TÜRKİYE’nin 17 Aralık’ta Avrupa Birliği’nden müzakere tarihi almasının siyaset üzerinde de yansımaları mutlaka olacaktır.
AB, hayal projesi olmaktan çıkıp görünür hedef haline geldi.
Cuma gününden itibaren zirvesi sisle kaplı dağın eteğine varıldı.
Dağın heybeti ile birlikte uçurumları da netleşti.
Tırmanış için iyi bir ekip, iyi bir donanım ve erzak gerekli.
Tırmanışı başaracak olanlar da 17 Aralık’a kadar AB’yi, körün fili tarifi gibi görmeyi yeğleyen siyasiler olacak.
Artık, herkesin kendi beklentisine göre bir AB tarifi mümkün olamayacak.
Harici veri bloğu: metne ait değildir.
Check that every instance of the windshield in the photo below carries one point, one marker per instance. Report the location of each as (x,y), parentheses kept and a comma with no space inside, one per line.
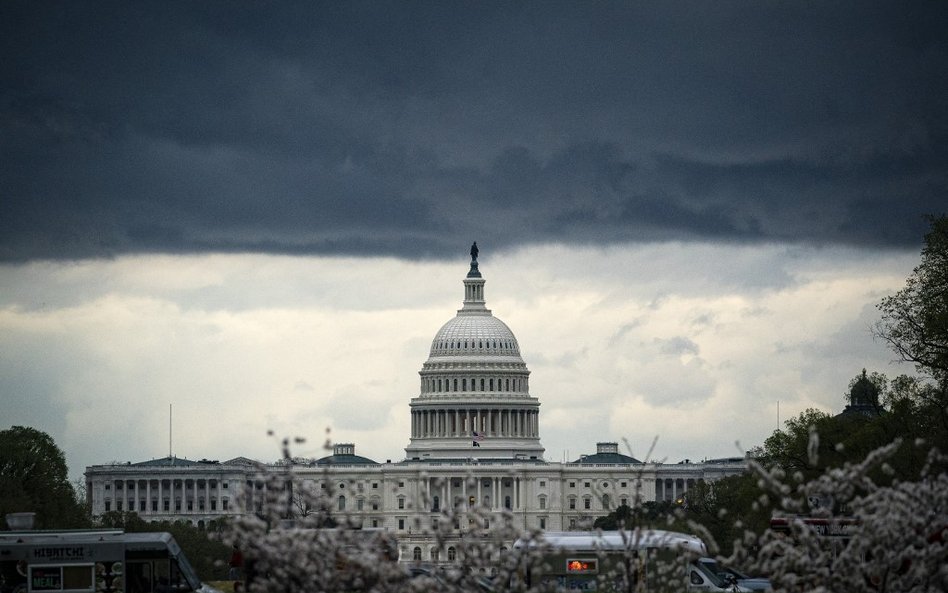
(714,572)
Geri dönüş ise çetin zirveleri aşmaktan da zor bir hal almış durumda.
Bu zor sürecin siyasete nasıl yansıyacağı önemli bir soru.
ERKEN SEÇİM YOK
Müzakere tarihinin 3 Ekim 2005 olarak belirlenmesiyle, Başbakan Recep Tayyip Erdoğan’ın ‘Türkiye’ye ihanet olur’ sözlerine rağmen erken seçim iddiasında bulunanlar bu görüşlerini değiştirmek durumunda.
Anayasal süre 5 yıl olsa da, bugüne kadar her 4 yılda bir yapıldığı göz önünde tutulduğunda, seçim için en makul tarih 2006’nın sonbaharı olur.
17 Aralık kararı, hem AB taraftarı, hem de karşıtları için biraz hayal kırıklığı yarattı.
Bu gelişmenin de sağda ve solda siyaset alanını daraltması veya genişletmesi sonucunu vermesi son derece doğal.
Bugüne kadar AB sürecine engel olmamak veya çatlak ses çıkarmakla suçlanmamak için sessiz kalanların ‘girişimleri’ uç vermeye başlayacak.
Sonucu da siyasetin daha çok renklenmesi, daha çoksesli hale gelmesi, daha büyük bir hareketlik içine girmesiyle görülecek.
Bu süreci iyi değerlendiren siyasetçiler, ilk seçime de bunun avantajı ile girecek; gözler ise daha çok Başbakan Erdoğan’ı izleyecek.
ERDOĞAN’IN PERFORMANSI
Erdoğan, 17 Aralık’a kadar icraatı taban baskısından uzakta, muhalefetin işbirliği yaptığı, rekabetin düşük kaldığı bir ortamda götürdü.
Şimdiye kadar işler kolaydı; ama bugün Avrupa, Türkiye ile 100 yıllık sorunlarını da gündeme getiriyor ve çözümü de Erdoğan’dan bekliyor.
İçeride devletin temel değerleriyle bütünleşmede daha inandırıcı, güçlü icraat yapmak yerine, AB üzerinden meşruiyet arayışına giriştiği izlenimi vermekten kurtulamayan Erdoğan ise, Brüksel’deki tutumu nedeniyle Türkiye’de bazıları kahraman gibi görüyor olmasına rağmen, AB liderleri nezdinde, ‘anlayış görme noktasında’ bir kırılmayla karşı karşıya gibi.
Bu durum Erdoğan’ın, partisine ve içeriye daha çok dikkat etmesini gerektirecek.
Bir yandan, bugüne kadar işleri götürmede kendisine yardımcı olan AB dışında, yeni bir vizyonu ortaya koymak zorunda kalacak olan Başbakan’ın, diğer yandan ülkeyi dünden de daha iyi yönetecek beceriyi göstermesi gerekecek.
Bunun için de, bugüne değin zamanının büyük bölümünü Ankara dışında ve parti etkinliklerinde geçiren Erdoğan, bu politikadan vazgeçip, ülkenin yönetildiği TBMM ve Başbakanlığa daha fazla zaman ayırmak durumunda olmalı.
O zaman, AKP Meclis Grubu’nu da, devleti de daha iyi tanıyacak.
Yapmazsa ne mi olur; görmek için yıllar geçmesi gerekmeyecek gibi.